About 13,000 men, women and children, members of eight Eastern Orthodox congregations in the Baltimore area, will celebrate Easter on Sunday along with 250 million Orthodox Christians worldwide.
This year's observance by the Orthodox of the Resurrection of Jesus Christ follows by four weeks the Easter of Western Christianity. Easter's date -- the first Sunday after the full moon after the spring equinox -- was set for both the Eastern and Western churches by the Council of Nicaea in 325, but differences occur because the Orthodox determine the equinox by the old Julian calendar.
Called Pascha, from the Hebrew word for Passover, the Easter service traditionally begins for most Orthodox Christians about midnight Saturday with the darkening of the church.
The priest appears with a large candle, which he lights from a vigil lamp on the altar. Singing "Receive ye the light from the unwavering Light, and glorify Christ who rose from the dead," the celebrant then lights the candles of those near him, and they in turn light others until every worshiper's candle is burning.

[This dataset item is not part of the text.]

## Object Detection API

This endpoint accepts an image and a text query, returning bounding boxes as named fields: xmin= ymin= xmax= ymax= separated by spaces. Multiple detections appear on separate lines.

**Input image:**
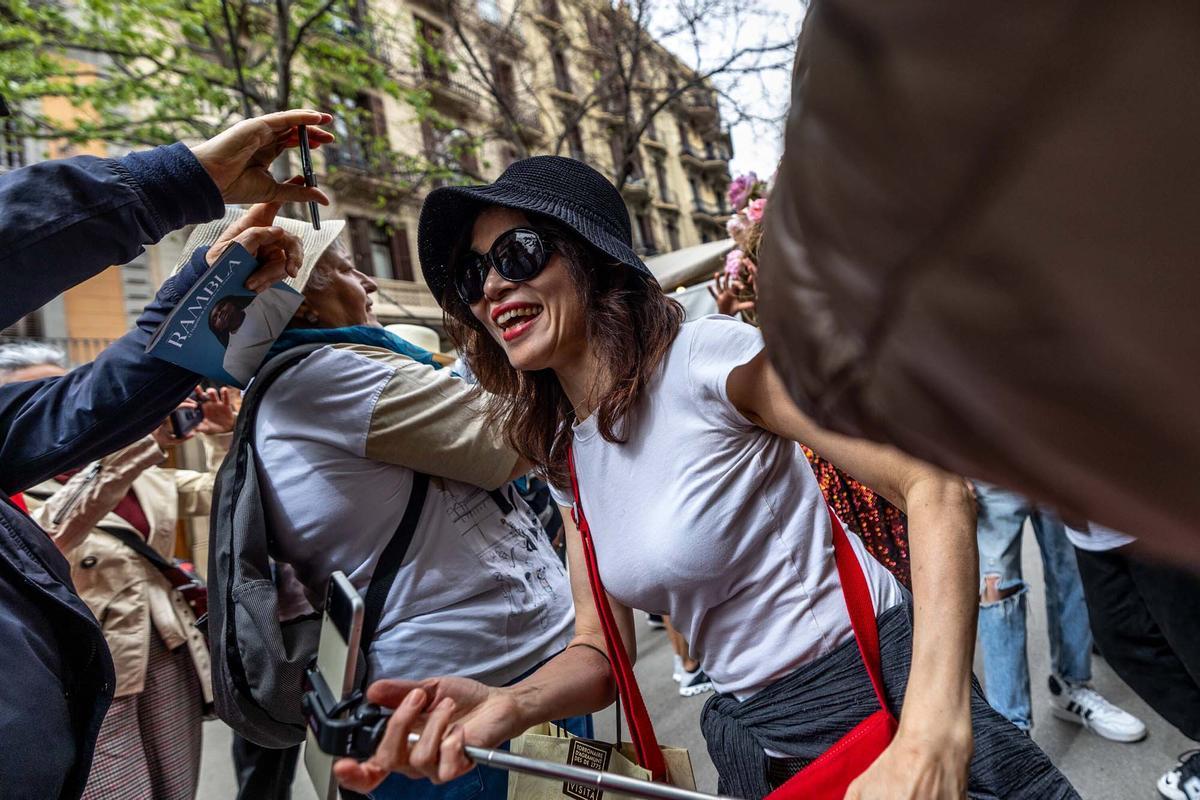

The Resurrection service continues with a procession, either inside or outside the church, which is followed by the elaborate Divine Liturgy of St. John Chrysostom.
Among the more colorful liturgical traditions of the Orthodox Holy Week will be tomorrow evening's Good Friday processions, in which a flower-covered wooden frame representing Christ's sepulcher is carried.
More information about the Orthodox Holy Week, and various times and places for Easter services, can be obtained by calling the following churches in the area:
* Greek Orthodox Cathedral of the Annunciation, 24 W. Preston St., Baltimore, 727-1831.
* St. Nicholas Greek Orthodox Church, 520 S. Ponca St., Baltimore, 633-5020.
* St. Demetrios Greek Orthodox Church, 2504 Cub Hill Road, Baltimore County, 661-1090.
* Holy Trinity Russian Orthodox Church, 1723 E. Fairmount Ave., Baltimore, 276-6171.
* St. Andrew's Orthodox Church, 2028 E. Lombard St., Baltimore, 276-5541.
* St. Mary's Orthodox Church, 909 Shawan Road in Hunt Valley, 785-0909.
* Holy Cross Orthodox Mission, meeting at 20 Winters Lane in Catonsville, 945-3938.
* St. Matthew's Orthodox Mission, meeting at Amherst House, 7251 Eden Brook Drive in Columbia, 992-0608.
City of faiths
A panel of Muslim, Jewish and Christian scholars will discuss the past, present and future of Jerusalem at a free, public symposium beginning at 7:15 p.m. May 5 at Beth El Congregation, 8101 Park Heights Ave., Pikesville.
The symposium, "Jerusalem: At the Crossroads," sponsored by Jerusalem Foundation Inc., will attempt to answer these questions: Has the religious meaning of the ancient city changed? What is its significance now to each of the three faiths? Can a shared love of Jerusalem help resolve differences among them?
Speakers will include Mahmoud Ayoub, professor of Islamic studies at Temple University; Rabbi Reuven Kimelman, associate professor of Talmud and Midrash at Brandeis University; and Robert L. Wilken, professor of the history of Christianity at the University of Virginia. George Weigel, president of the Ethics and Public Policy Center in Washington, will be the moderator.
C7 Information and reservations: 486-8615 or 484-6200.
"Christian Women Working to Build the Kingdom of God" will be the theme of a prayer breakfast at 9 a.m. Saturday at Homestead United Methodist Church, Kirk and Gorsuch avenues, Baltimore.
The Rev. Conrad Parker, pastor of Northwood Appold United Methodist Church, will speak.
' Reservations: 243-4419.
The public is invited to a free concert by the choirs of Union Bethel African Methodist Episcopal Church at 6 p.m. May 7 in the sanctuary at 8615 Church Lane, Randallstown.
& Information: 922-3286.
St. Paul's Lutheran Church in Lutherville has adopted the Prince of Peace Lutheran congregation in the Northridge section of Los Angeles, whose church and homes were devastated by January's earthquake.